Former South African President Jacob Zuma appeared at the Pietermaritzburg High Court. Picture: Michele Spatari/Pool via AP/African News Agency (ANA)

Pietermaritzburg - Organisers of former president Jacob Zuma’s supporters have complained about sabotage as a smaller than usual crowd turned up when he appeared at the Pietermaritzburg High Court on Tuesday. 

They said they had organised more than 60 buses from Durban and Pietermaritzburg, but none arrived. 

After Zuma and French arms manufacturing company Thales’s appearance was postponed, Zuma addressed around 1500 people; far less than at previous court appearances. 

ANC KwaZulu-Natal MPL Bishop Vusi Dube said 34 buses from Durban and another 30 from Pietermaritzurg were stopped from transporting Zuma’s supporters.

“We had organised buses in Pietermaritzburg and Durban.

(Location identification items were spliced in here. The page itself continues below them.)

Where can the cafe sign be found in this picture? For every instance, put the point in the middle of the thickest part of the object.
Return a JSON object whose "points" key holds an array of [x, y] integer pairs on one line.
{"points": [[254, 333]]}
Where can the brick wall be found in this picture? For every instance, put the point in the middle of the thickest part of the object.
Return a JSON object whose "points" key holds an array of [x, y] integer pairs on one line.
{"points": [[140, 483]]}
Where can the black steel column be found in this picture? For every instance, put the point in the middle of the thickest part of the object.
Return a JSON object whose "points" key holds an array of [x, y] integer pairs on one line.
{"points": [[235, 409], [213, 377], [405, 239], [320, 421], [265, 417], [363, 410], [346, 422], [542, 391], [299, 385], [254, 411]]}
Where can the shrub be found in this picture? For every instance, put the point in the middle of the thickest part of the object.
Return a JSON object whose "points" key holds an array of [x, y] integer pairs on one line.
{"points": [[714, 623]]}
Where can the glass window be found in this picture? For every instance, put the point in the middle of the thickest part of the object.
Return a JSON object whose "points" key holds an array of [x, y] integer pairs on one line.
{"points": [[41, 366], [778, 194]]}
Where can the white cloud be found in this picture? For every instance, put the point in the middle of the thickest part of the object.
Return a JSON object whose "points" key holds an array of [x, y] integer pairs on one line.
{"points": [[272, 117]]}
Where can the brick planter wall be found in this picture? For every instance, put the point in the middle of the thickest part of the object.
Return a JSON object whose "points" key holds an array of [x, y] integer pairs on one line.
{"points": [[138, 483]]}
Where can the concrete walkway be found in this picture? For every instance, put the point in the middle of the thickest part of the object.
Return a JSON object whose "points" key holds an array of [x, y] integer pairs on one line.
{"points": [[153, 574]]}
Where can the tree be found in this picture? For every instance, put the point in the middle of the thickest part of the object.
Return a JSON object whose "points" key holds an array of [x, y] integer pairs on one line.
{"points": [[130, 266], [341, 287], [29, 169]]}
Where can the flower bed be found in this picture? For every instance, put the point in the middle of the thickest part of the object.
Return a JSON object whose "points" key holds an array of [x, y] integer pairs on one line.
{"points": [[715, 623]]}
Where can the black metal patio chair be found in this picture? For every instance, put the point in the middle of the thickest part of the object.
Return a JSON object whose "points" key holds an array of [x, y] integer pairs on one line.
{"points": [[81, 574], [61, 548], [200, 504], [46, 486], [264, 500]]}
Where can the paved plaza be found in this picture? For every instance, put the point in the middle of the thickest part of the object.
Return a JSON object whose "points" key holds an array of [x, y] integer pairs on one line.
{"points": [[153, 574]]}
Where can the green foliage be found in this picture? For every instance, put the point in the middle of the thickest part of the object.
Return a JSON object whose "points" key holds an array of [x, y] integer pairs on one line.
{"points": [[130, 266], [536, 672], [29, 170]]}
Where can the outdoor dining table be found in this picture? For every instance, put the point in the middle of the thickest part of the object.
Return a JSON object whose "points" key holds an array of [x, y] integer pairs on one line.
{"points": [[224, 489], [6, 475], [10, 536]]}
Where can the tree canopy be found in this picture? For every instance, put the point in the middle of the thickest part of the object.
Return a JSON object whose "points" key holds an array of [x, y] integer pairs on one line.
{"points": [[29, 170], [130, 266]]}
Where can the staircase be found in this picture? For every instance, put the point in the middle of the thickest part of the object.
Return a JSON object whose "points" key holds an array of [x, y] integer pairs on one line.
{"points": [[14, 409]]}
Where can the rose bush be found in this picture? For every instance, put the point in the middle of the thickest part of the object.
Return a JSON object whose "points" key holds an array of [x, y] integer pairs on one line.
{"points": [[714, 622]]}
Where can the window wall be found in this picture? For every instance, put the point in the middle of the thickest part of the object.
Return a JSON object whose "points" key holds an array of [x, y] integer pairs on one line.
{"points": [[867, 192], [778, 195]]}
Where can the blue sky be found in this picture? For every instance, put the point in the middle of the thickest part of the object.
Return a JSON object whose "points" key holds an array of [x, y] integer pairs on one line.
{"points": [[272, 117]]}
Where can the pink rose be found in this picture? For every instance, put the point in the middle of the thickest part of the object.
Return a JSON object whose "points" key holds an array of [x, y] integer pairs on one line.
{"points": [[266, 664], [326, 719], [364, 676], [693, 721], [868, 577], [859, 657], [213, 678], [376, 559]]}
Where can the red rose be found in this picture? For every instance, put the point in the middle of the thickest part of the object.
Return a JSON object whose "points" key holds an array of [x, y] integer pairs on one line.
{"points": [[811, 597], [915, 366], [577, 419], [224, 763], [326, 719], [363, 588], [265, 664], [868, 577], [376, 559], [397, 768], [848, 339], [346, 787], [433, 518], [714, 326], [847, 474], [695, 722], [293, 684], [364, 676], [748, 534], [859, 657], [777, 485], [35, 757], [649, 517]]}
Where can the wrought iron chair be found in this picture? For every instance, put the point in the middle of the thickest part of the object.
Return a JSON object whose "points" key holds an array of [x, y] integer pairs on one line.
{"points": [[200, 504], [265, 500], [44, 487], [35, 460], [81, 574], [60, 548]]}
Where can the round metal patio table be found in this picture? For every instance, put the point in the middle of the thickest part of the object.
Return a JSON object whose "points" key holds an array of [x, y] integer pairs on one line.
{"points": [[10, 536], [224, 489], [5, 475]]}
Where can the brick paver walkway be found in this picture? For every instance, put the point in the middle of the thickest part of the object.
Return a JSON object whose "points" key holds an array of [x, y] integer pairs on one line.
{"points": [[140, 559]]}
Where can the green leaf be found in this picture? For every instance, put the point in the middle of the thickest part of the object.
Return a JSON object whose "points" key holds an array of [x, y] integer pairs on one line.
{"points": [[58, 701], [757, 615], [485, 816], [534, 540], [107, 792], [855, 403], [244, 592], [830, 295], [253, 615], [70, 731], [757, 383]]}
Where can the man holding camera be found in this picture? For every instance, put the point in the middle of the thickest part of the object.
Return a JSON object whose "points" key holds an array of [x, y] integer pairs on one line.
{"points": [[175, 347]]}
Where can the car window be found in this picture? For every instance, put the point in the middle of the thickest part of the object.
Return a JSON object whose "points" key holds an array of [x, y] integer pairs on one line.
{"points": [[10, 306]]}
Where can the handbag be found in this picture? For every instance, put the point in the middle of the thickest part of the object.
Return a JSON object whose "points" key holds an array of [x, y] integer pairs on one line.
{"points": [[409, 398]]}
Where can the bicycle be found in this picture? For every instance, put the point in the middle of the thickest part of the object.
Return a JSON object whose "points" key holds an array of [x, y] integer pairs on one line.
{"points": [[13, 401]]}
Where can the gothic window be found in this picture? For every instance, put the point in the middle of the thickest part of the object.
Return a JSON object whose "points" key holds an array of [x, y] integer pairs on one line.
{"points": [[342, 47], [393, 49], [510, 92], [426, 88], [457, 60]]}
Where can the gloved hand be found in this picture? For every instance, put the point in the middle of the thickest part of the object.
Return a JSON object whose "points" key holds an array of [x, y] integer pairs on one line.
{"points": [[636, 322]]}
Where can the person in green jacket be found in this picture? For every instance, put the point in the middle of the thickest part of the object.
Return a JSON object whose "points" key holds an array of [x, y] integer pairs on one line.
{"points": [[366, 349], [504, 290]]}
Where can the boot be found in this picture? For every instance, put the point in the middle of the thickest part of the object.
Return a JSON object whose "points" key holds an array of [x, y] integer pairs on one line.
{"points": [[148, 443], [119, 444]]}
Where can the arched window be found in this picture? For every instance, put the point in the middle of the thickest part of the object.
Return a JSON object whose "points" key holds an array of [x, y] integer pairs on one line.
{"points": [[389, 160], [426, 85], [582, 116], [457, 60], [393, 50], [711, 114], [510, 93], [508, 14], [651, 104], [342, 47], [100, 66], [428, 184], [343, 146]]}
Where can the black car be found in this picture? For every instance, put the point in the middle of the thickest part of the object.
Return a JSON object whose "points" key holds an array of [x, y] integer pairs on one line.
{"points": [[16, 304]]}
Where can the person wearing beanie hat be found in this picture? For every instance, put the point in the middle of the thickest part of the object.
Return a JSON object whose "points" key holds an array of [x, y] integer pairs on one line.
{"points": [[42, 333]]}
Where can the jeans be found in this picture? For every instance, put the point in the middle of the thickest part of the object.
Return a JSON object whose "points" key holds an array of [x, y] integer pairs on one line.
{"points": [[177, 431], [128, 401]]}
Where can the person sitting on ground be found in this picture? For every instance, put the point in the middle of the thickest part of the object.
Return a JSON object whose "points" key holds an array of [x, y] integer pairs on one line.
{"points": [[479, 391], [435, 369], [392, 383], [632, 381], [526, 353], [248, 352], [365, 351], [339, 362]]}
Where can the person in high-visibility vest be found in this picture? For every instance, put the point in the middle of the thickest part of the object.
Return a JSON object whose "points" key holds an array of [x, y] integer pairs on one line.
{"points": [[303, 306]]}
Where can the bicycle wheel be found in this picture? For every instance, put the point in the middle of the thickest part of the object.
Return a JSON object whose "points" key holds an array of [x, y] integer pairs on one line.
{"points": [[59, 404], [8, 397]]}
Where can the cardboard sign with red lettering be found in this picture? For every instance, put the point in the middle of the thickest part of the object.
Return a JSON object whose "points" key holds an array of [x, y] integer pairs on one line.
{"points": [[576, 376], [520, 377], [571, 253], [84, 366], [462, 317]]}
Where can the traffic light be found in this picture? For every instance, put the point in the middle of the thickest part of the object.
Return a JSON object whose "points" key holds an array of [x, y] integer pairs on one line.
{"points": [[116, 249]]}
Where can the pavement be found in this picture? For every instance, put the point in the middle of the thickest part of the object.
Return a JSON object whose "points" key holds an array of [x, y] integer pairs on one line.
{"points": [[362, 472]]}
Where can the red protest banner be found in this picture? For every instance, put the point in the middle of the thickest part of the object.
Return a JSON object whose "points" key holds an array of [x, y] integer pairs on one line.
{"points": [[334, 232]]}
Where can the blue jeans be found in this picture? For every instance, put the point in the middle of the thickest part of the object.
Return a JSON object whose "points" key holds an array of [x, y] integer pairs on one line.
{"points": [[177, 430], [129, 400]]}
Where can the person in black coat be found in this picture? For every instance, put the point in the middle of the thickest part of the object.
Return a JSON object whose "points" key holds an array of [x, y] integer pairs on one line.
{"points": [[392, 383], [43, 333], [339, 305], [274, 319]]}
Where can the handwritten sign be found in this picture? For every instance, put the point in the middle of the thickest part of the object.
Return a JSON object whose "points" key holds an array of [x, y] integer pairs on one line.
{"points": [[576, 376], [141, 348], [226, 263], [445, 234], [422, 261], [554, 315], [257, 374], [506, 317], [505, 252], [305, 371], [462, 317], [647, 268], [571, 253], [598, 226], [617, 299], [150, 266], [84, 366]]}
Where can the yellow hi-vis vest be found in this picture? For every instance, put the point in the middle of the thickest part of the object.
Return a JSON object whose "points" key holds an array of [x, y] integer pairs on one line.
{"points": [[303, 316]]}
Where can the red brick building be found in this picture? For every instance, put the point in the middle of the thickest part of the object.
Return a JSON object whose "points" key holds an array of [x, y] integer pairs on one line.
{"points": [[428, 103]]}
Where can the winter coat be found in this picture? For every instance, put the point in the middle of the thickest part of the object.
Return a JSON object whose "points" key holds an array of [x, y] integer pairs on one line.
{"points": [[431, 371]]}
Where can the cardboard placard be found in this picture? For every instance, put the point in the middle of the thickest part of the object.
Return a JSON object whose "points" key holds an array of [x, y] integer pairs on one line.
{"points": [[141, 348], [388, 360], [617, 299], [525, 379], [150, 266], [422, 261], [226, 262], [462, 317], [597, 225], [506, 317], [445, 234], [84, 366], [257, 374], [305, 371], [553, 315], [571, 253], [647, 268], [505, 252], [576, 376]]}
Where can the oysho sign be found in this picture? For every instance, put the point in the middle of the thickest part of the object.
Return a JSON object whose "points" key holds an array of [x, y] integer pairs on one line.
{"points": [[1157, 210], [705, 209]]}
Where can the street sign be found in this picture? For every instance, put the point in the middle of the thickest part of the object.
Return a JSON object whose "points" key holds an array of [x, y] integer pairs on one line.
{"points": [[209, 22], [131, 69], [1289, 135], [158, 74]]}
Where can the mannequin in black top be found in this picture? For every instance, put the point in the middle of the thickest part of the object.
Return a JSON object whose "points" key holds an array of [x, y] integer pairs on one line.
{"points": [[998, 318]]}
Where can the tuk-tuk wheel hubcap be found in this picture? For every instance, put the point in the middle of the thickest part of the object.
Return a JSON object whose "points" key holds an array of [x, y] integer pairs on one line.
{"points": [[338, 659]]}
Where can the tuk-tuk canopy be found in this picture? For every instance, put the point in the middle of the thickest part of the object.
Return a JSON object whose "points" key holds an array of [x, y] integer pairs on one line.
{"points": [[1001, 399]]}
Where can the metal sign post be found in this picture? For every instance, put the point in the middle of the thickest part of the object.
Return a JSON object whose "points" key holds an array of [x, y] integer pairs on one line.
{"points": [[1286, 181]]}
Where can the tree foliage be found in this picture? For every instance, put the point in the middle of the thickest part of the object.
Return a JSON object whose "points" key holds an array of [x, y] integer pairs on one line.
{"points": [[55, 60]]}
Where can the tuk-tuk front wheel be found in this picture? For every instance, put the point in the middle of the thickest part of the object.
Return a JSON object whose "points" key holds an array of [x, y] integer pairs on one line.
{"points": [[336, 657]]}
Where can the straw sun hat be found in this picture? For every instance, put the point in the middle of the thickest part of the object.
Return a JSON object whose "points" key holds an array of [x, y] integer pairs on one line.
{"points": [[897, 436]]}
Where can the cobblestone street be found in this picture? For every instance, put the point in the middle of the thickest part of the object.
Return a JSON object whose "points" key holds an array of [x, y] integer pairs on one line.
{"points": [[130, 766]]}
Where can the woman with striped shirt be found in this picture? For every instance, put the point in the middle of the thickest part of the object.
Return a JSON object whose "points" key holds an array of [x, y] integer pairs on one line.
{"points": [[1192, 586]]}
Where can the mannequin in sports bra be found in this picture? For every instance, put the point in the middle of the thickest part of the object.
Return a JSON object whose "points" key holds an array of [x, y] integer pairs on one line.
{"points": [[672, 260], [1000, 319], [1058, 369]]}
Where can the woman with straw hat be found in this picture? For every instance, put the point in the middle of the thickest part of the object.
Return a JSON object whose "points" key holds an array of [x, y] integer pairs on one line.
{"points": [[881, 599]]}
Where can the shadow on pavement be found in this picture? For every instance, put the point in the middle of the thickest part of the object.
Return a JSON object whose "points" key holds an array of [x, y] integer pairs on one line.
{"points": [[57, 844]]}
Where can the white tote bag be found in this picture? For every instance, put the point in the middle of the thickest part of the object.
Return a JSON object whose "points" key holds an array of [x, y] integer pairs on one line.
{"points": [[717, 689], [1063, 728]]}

I have a message here that says ‘buses in Durban were rejected,” said Dube while reading an SMS on his phone.

Dube said he did not know how the buses were stopped in Pietermaritzburg.

“We had mobilised on the ground, but when people do not have transport they cannot come here. 

“Many people in Durban are still waiting for buses,” said Dube.

He said other senior Zuma supporters would establish why buses were stopped, and who had stopped them.

“Once we establish this we are going to take this matter up with the provincial secretary as things did not happen the way we had expected. If the ANC had organised buses there should be buses,” said Dube.

He said ANC provincial secretary Mdumiseni Ntuli had co-ordinated the programme to transport people. Former KwaZulu-Natal parliamentary speaker Meshach Radebe said the smaller crowd, which had gathered at the Freed Park Squire in front of the High Court to be addressed by Zuma did not mean that Zuma’s support was running dry.

“Somebody cancelled buses. We went to sleep knowing that we have buses to transport people only to wake up in the morning with SMSs that buses had been cancelled.

“We are going to leave this matter to our leaders to investigate the matter,” he said.

Zuma’s nephew Inkosi Simphiwe Zuma had earlier this week said that despite growing support for his uncle, this might not be reflected outside court as business people who were sponsoring buses were now being prevented from doing so.